The Scientific Evidence: Does Archaeology Confirm The Biographies Of Jesus?

Archaeology involves the uncovering of artifacts, architecture, art, coins, monuments, documents, and other remains of ancient cultures. Experts study these relics to learn what life was like in the days of Jesus. If an ancient historian’s incidental details are accurate, our confidence in other material that the historian wrote but that cannot be as readily cross-checked increases.

Luke and Acts together constitute about one-quarter of the entire New Testament. Consequently, a critical issue is whether Luke was a factually accurate historian.

The general consensus of both liberal and conservative scholars is that Luke is very accurate as a historian. In Luke 3:1 he refers to Lysanias being the tetrarch of Abilene in A.D. 27. Archaeologists found an inscription from the time of Tiberius (A.D. 14-37) which names Lysanias as tetrarch in Abila near Damascus. Furthermore, archaeologists working at the ruins of Caesarea Maritima found a stone slab bearing the name of Pontius Pilate (Matthew 27:2; Mark 15:1; Luke 23:1; John 18:29). The dedication states that he was the “prefect/governor” of Judea. The early governors of Judea were prefect rank, the later were of procurator rank, beginning with Cuspius Fadus in A.D. 44 (cf. Luke 3:1). John 5:1-15 records how Jesus healed an invalid by the Pool of Bethesda. John provides the detail that the pool had five porticoes. For a long time people cited this as an example of John being inaccurate, because no such place had been found. But more recently the Pool of Bethesda has been excavated and there were indeed five porticoes, or colonnaded porches or walkways. Carved in relief on the triumphal Arch of Titus, in the ancient Forum of Rome, is a scene of Roman soldiers on parade carrying items looted from the temple in Jerusalem in A.D. 70. These items included the Table of the Showbread, the Menorah (Golden Lampstand) and a scroll of God’s law (cf. Mark 13:2; Luke 21:6).

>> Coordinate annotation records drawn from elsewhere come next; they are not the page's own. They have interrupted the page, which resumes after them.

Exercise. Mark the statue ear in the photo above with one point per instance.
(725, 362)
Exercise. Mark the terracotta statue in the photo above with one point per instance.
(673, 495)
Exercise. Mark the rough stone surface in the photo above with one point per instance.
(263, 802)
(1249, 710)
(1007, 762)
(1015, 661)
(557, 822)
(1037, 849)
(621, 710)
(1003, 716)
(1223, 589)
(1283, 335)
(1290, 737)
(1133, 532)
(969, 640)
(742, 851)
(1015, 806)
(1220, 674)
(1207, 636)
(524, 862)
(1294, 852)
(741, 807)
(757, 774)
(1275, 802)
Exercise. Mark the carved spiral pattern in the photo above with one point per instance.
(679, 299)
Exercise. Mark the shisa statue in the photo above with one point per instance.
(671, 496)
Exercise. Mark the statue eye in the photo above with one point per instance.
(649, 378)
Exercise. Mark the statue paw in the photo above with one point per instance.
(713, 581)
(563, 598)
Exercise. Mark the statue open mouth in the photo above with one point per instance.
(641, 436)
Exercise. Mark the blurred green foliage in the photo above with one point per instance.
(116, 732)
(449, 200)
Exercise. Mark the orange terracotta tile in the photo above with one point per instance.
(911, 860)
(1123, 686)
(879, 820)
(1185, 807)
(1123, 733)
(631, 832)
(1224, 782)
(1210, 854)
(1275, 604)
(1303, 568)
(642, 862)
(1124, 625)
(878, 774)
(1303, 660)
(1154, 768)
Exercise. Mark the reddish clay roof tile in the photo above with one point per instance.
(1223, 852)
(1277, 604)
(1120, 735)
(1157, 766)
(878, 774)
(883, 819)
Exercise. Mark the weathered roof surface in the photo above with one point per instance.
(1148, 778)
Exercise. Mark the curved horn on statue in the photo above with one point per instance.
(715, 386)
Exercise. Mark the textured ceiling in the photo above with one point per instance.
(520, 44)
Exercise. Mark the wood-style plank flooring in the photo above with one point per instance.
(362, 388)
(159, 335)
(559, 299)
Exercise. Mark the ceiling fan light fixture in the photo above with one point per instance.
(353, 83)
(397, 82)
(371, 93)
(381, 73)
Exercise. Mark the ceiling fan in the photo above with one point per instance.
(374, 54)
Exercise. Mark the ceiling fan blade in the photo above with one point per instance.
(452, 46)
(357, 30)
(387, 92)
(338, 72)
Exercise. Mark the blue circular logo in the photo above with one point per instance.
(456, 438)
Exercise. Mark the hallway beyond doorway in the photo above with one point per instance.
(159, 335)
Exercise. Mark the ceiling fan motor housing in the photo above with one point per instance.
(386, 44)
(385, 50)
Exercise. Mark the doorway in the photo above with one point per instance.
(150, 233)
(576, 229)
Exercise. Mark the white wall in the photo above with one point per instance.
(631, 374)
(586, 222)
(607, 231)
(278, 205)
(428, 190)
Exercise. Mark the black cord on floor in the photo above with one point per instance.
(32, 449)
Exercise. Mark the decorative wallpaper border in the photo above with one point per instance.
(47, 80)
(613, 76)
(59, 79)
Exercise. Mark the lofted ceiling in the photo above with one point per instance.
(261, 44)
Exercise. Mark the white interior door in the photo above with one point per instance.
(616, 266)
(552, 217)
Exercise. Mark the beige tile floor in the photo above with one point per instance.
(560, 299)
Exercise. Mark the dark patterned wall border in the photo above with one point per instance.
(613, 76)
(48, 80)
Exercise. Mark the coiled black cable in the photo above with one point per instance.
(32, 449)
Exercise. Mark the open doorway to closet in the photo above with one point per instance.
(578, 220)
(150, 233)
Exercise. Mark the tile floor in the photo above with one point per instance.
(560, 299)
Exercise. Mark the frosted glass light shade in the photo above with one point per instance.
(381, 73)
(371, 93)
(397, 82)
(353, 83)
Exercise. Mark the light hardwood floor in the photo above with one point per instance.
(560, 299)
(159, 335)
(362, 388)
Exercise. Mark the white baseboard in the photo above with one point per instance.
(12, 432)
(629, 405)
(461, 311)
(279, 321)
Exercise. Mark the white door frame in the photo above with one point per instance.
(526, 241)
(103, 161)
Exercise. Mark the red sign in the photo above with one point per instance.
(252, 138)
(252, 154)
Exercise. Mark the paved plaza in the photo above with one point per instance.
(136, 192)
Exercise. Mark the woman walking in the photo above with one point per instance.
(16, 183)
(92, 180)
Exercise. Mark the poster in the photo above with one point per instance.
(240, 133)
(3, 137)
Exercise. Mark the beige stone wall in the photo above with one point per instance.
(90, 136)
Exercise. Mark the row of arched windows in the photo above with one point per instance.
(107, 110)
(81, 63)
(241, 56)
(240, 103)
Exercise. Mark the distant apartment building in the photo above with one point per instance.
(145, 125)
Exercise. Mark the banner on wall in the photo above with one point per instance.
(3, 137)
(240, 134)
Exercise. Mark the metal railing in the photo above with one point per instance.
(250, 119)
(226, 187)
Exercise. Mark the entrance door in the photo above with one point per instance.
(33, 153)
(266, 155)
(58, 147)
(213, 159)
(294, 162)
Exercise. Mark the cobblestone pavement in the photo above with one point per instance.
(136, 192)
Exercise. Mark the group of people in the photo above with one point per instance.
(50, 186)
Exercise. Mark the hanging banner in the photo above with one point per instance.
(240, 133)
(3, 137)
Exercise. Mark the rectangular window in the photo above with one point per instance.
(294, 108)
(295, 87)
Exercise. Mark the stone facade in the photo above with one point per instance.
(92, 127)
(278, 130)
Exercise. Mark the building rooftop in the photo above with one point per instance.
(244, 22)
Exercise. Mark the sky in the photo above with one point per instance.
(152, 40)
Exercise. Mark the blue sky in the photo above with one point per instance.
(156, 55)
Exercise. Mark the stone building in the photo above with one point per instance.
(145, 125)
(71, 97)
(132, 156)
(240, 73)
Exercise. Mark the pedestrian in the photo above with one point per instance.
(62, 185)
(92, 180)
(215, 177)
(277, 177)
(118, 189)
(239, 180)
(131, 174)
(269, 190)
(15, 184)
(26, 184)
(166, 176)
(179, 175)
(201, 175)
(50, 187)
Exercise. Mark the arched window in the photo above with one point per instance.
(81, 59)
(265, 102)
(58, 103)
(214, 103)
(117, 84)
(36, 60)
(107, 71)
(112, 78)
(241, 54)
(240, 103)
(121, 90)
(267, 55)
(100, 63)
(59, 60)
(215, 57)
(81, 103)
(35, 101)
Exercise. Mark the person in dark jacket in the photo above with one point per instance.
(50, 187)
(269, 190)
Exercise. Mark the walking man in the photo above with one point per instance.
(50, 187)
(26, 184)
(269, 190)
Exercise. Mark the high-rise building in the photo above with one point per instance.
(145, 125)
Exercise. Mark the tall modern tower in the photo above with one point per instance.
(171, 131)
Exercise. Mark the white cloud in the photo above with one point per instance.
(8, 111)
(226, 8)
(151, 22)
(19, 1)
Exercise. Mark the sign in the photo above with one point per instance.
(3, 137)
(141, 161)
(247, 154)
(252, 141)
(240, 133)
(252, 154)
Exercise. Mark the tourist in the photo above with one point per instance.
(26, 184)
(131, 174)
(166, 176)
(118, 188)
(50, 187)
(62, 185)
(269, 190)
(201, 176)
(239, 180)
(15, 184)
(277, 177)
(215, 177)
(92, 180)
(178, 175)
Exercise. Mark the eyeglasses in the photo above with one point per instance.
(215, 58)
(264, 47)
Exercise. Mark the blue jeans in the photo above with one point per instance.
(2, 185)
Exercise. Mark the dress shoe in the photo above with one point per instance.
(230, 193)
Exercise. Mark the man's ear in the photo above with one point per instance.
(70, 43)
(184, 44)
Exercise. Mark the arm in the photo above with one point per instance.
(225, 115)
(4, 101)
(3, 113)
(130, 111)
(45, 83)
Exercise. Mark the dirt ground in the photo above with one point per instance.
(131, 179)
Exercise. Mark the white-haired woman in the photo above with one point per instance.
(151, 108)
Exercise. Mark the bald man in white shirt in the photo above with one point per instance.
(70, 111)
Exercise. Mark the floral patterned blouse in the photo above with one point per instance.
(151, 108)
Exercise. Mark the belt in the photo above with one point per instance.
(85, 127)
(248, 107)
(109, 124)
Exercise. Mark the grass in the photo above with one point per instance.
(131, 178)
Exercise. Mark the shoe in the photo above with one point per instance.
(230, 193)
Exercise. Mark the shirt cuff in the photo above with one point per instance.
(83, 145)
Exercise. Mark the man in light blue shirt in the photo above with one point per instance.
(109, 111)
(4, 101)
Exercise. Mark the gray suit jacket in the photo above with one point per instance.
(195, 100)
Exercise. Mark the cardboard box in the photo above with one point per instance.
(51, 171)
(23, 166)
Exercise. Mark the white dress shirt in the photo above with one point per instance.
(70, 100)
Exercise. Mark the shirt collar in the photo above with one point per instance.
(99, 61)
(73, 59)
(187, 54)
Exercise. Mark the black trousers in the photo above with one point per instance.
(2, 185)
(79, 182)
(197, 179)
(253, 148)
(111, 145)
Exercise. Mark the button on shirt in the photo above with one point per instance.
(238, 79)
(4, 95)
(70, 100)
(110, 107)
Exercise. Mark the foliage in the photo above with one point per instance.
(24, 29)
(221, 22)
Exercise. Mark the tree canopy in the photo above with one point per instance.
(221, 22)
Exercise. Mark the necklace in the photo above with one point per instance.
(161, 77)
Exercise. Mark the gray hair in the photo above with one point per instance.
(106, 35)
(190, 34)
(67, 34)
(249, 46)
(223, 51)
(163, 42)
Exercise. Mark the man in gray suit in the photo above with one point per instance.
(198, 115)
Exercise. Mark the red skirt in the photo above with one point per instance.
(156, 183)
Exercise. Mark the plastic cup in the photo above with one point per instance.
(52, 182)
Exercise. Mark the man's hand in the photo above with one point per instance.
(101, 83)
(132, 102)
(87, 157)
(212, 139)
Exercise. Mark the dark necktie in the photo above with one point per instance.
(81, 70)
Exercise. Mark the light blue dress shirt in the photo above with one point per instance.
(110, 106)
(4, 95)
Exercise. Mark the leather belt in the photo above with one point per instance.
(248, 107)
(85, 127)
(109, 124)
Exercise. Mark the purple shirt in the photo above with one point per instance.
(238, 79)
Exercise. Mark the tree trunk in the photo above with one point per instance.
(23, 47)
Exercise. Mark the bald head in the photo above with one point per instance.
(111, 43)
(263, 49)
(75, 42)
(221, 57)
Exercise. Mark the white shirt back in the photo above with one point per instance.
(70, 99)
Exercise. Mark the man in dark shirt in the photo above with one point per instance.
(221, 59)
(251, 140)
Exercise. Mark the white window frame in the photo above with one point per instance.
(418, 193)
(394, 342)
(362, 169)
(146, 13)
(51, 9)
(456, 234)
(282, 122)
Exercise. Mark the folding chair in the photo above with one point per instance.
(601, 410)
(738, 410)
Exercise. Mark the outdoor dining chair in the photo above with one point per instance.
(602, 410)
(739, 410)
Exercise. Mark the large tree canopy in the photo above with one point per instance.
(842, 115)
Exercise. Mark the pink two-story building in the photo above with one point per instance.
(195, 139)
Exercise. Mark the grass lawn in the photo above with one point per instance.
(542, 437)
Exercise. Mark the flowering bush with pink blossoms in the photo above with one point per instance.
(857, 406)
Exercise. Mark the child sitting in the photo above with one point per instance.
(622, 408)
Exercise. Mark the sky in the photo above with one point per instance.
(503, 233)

Archaeology has not produced anything that is unequivocally a contradiction to the Bible. On the contrary, there have been many opinions of skeptical scholars that archaeology has shown to be wrong. Archaeology’s repeated affirmation of the New Testament’s accuracy provides important corroboration for its reliability.

This is in stark contrast with how archaeology has proved to be devastating for Mormonism. Although Joseph Smith claimed that his Book of Mormon is “the most correct of any book upon the earth,” archaeology has repeatedly failed to substantiate its claims about events that supposedly occurred long ago in the Americas.

Those who know the facts now recognize that the New Testament must be accepted as a remarkably accurate source book.

There is no reason for anything to undermine your faith in the essential trustworthiness of the New Testament. Gary Habermas has detailed 39 ancient sources documenting the life of Jesus containing more than 100 reported facts concerning Jesus’ life, teachings, crucifixion, and resurrection. Most of these sources also specifically address the divine nature of Jesus.

We are going to learn by the end of this series that it will require much more faith for the atheist to maintain their atheism than to trust in Jesus of Nazareth. There is not a single explanation that fits the evidence of history nearly as well as the conclusion that Jesus was who He claimed to be: the one and only Son of God.